You Can't be Everything to Everyone
"Know exactly who your customer is. Create a mission. Write it. Live it. Everything you do within that restaurant has to be in line with that mission. A mistake that people make is trying to be everything to everybody. Creating such a broad approach to opening a restaurant results in collapse."
Money, Money Money
"When opening a restaurant, you can't have enough money. Rest on the fact that you won't make money for the first year. The finer the restaurant, the more years it will be before you start turning profits. Undercapitalization is probably the biggest cause of restaurant failure. You can tweak food. You can tweak service. A business plan is necessary — who you're targeting, how many people you have to serve a night — because if the numbers don't add up, you're not going to make money. If your menu doesn't match, if the design doesn't play a part, it won't work, it won't be successful."

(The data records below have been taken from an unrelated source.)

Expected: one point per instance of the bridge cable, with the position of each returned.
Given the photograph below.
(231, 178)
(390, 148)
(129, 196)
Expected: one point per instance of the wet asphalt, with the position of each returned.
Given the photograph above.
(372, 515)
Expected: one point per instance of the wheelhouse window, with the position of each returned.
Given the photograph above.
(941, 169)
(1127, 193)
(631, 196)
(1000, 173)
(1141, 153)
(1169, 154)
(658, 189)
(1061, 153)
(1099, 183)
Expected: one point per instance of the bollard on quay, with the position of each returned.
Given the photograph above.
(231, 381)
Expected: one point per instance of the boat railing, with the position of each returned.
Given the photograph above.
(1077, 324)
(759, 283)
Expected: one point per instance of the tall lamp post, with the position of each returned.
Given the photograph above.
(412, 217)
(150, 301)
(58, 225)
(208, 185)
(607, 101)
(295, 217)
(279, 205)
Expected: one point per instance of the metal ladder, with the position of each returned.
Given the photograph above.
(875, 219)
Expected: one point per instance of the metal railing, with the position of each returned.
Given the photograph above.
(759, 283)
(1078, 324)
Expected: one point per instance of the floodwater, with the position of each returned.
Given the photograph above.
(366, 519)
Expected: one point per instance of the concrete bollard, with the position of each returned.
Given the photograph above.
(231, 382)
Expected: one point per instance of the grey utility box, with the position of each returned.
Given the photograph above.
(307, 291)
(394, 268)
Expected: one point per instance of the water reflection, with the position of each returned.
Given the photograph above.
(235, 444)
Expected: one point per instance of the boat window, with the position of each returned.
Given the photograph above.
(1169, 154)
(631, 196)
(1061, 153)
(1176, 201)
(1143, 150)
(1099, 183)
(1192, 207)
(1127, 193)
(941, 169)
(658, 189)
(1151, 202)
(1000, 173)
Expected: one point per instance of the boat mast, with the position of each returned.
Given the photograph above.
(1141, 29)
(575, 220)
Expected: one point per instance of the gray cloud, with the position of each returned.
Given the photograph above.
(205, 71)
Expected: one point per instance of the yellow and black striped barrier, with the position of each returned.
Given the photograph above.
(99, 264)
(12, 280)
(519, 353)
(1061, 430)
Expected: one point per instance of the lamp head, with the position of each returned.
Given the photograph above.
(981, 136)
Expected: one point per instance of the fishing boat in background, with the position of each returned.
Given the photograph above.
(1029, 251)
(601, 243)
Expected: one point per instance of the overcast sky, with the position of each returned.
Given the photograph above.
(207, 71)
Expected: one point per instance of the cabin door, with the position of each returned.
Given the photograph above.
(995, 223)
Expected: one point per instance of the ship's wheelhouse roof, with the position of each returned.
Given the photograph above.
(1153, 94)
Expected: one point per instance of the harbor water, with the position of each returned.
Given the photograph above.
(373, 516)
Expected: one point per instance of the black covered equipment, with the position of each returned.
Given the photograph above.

Worship the Ground Someone Walks On
"You need to figure out who you want to emulate in life and go work with those people when you graduate. This is such a diverse business. You won't learn it all in school.
"I had three great mentors. One was this beautiful, old Frenchman, Constantin Kerageorgiou from the north shore of Lake Ponchartrain. He actually grew up one bayou away from where I did. I started working for him and he sent me to France. He taught me how to cook from the soul and how important it is to really get to know people. He had a grandmother persona. I had my apprenticeship with Karl Fuchs in Germany near Basel, Switzerland. He was this big, jolly man with two Michelin stars in the mountains of the Black Forest. He had a love for understanding the source and treating all ingredients with respect. The third was Rudy Baur in Provence. He has a beautiful small Relais & Châteaux hotel just north of Avignon. He taught me how to dine, how to think of the diner, the progression of the dinner, meeting expectations and surpassing them. I try to tie all of the things I learned from them together. Maybe I'll make a living at it one day."